For most clubs in the English game, the manager has a large (if not the final or biggest) say in decisions on player personnel and acquisitions. While sporting directors, and other similar positions, are and will continue to move into England, the manager still has the biggest say at a lot of clubs, including Villa. This has been the case for a long while, but it wasn't always. Today, we will take a look at Aston Villa's first ever manager.
From the founding of the club until 1934, the club was run by the board of directors. George Ramsay is listed as the first ever manager of Aston Villa, but really, he was just the secretary in charge of the club. While Ramsay most certainly had a giant impact and was a formative figure in the club's most successful period, there would have been other people who had a pretty big impact on that success. Ramsay's reign went from 1884 to 1926, during which the club won six Division One Championships and six FA Cups. After he stepped down, W.J. Smith took over as secretary, but was unable to replicate the success of Ramsay. So it was in 1934 that the club decided to appoint one man as official manager of the club.
Villa's choice seemed like a decent one on paper. They chose Jimmy McMullan. The former Scottish international was and still is considered one of Manchester City's greatest ever players. McMullan was also captain of the "Wembley Wizards" Scottish team that famously beat England 5-1 at Wembley in 1928. Following his Man City career, McMullan was briefly player-manager at Oldham Athletic before leaving for Villa.
In May 1934, the board ratified McMullan's appointment. Even back then, teams only talked about their new acquisitions glowingly, as the board said:
"Mr. James McMullan is a cool, calculating team manager who knows his football from A to Z - not as a theorist but because of a hard practical experience of many years.
He has gathered international caps in wholesale fashion. He is a quiet man, with a humorous twinkle in his eye and a definite knowledge of what he wants and the best way to get it.
He will be a most popular man at Villa Park and achieve the purpose for which he was appointed.
He is like Lord Roberts - not too big but of high quality."
Whatever all that means.
McMullan signed a two-year contract worth £550 per year and an additional £250 if Villa won the League or the FA Cup, £500 if both.
In McMullan's first season at the club, Villa finished 13th, in the same position they did the previous season. McMullan did manage to improve the team's record by one whole point. His second season saw the club drop off in a big way. Villa finished 21st in the 1935-36 season, getting relegated for the first time in the club's history. I'm sure you're shocked to know that McMullan was not brought back after that.

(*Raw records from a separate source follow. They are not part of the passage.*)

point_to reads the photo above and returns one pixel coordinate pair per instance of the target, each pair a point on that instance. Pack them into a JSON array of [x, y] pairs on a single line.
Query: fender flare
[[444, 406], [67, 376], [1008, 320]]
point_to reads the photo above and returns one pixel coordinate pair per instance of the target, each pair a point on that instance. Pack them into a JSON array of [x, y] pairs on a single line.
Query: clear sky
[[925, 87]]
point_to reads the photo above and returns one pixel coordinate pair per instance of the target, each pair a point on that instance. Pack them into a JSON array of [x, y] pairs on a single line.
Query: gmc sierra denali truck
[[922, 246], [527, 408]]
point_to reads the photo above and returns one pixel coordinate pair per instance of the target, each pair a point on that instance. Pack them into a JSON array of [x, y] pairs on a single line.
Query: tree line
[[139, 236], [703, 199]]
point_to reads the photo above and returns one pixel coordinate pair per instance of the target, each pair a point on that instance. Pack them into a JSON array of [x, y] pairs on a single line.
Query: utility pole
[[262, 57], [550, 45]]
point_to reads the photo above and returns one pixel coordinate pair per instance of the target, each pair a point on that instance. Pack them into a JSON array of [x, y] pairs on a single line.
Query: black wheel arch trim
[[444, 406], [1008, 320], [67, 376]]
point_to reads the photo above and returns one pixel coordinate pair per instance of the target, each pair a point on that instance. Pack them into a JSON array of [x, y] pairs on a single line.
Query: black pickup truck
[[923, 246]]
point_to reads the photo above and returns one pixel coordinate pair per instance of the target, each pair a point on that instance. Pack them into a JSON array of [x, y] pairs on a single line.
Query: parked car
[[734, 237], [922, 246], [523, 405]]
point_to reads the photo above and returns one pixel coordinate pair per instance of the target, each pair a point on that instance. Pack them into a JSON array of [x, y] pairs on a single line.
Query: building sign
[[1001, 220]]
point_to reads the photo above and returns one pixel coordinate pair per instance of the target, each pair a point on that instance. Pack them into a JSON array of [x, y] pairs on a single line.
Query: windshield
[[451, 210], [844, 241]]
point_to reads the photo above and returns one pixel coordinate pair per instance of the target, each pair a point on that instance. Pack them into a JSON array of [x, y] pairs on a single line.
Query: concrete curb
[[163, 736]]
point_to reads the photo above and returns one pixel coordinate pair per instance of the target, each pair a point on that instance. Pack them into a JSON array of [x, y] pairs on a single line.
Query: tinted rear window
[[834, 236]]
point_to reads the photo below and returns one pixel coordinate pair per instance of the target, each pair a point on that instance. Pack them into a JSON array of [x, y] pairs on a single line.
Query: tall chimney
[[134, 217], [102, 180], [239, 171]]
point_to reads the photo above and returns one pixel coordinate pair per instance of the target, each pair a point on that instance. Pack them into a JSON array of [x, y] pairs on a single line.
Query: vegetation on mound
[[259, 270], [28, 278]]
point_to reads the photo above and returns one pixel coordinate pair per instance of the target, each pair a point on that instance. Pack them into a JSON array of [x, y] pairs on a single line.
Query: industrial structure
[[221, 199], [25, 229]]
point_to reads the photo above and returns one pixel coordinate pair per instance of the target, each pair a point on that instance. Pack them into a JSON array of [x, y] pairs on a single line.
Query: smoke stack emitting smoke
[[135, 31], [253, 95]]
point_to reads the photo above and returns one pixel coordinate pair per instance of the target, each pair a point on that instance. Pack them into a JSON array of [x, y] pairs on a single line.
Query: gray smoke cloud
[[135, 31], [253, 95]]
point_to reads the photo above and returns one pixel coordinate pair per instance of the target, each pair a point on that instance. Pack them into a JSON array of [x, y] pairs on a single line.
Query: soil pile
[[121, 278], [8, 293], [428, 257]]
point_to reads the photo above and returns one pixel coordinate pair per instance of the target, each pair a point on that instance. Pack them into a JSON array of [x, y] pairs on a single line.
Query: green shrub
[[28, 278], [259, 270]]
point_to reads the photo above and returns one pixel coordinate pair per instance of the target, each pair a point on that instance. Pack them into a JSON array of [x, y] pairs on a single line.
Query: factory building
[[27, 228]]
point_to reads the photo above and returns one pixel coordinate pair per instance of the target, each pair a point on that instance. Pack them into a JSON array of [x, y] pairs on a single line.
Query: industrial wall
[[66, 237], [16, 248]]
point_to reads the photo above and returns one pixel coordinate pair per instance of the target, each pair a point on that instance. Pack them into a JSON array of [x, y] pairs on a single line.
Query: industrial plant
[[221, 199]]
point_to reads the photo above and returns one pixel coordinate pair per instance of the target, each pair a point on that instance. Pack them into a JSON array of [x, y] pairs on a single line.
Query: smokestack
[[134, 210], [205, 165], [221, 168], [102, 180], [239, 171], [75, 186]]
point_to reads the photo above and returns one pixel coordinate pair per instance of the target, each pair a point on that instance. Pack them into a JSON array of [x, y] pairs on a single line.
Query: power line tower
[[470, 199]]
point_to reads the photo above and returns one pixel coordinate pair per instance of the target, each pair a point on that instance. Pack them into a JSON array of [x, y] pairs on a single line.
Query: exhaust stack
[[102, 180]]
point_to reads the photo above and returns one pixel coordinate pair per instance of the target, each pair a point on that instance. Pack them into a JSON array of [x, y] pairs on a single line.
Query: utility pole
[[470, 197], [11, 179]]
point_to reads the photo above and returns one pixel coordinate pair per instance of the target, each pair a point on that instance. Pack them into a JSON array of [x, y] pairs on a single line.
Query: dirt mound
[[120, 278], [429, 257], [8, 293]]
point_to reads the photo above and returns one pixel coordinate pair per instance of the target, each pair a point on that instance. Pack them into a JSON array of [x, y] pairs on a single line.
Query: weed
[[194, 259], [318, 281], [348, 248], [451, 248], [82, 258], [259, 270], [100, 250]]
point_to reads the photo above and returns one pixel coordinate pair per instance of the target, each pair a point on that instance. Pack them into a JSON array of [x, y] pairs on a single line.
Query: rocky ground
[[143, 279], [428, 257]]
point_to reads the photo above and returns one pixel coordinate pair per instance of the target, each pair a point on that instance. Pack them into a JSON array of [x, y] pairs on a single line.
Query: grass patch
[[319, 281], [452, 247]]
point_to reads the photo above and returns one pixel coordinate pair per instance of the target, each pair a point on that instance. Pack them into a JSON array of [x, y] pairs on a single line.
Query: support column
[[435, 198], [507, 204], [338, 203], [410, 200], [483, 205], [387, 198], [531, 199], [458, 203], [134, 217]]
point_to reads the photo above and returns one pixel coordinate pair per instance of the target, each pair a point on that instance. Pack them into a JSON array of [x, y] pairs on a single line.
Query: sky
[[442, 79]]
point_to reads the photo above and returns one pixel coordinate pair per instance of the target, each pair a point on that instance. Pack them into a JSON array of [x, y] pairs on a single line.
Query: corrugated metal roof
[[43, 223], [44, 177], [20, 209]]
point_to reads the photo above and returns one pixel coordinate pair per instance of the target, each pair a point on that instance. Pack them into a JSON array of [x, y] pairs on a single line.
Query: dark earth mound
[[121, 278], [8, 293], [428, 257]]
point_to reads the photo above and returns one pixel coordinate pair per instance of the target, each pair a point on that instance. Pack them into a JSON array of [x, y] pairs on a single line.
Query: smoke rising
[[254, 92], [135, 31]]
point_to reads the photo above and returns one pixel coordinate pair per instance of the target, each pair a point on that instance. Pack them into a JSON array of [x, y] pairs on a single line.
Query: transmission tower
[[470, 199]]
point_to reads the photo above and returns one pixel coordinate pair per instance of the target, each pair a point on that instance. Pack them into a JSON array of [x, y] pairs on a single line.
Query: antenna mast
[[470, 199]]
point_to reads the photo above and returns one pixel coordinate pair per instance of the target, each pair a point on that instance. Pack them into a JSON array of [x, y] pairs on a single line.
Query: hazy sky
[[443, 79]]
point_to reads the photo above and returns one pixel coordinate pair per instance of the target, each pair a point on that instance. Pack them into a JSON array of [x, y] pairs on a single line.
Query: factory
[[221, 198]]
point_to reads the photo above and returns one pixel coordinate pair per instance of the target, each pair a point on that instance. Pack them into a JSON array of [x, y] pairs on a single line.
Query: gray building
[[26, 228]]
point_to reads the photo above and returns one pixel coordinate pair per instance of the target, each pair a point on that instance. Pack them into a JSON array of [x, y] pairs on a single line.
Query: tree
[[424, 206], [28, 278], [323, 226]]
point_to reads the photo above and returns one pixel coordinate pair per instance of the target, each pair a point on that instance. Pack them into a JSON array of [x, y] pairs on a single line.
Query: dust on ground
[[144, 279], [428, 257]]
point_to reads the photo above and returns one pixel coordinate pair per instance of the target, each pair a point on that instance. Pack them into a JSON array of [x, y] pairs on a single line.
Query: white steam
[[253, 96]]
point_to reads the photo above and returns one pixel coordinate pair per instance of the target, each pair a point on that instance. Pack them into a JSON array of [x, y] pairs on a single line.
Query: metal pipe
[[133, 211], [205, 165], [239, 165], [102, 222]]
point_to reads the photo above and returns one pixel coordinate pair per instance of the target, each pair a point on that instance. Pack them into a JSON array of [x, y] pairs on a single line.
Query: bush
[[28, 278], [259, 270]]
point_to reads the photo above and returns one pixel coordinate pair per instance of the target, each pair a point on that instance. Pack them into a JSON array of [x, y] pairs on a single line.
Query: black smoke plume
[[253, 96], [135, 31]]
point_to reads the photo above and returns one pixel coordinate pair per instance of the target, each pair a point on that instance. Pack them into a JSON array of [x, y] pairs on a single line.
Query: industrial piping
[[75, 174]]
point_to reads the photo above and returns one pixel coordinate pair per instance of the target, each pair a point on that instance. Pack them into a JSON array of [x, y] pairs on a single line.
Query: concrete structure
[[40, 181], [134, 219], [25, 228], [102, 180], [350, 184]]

McMullan's replacement, Jimmy Hogan, got Villa promoted back to the First Division two seasons later in 37-38. Villa would remain in the top flight until 1967. McMullan would go on to manage Notts County and Sheffield Wednesday.
Jimmy McMullan was not the right manager for Aston Villa, but if it wasn't for him. we may be in a time where Randy Lerner was making tactical decisions. Okay, he probably wouldn't, but that sounds terrifying.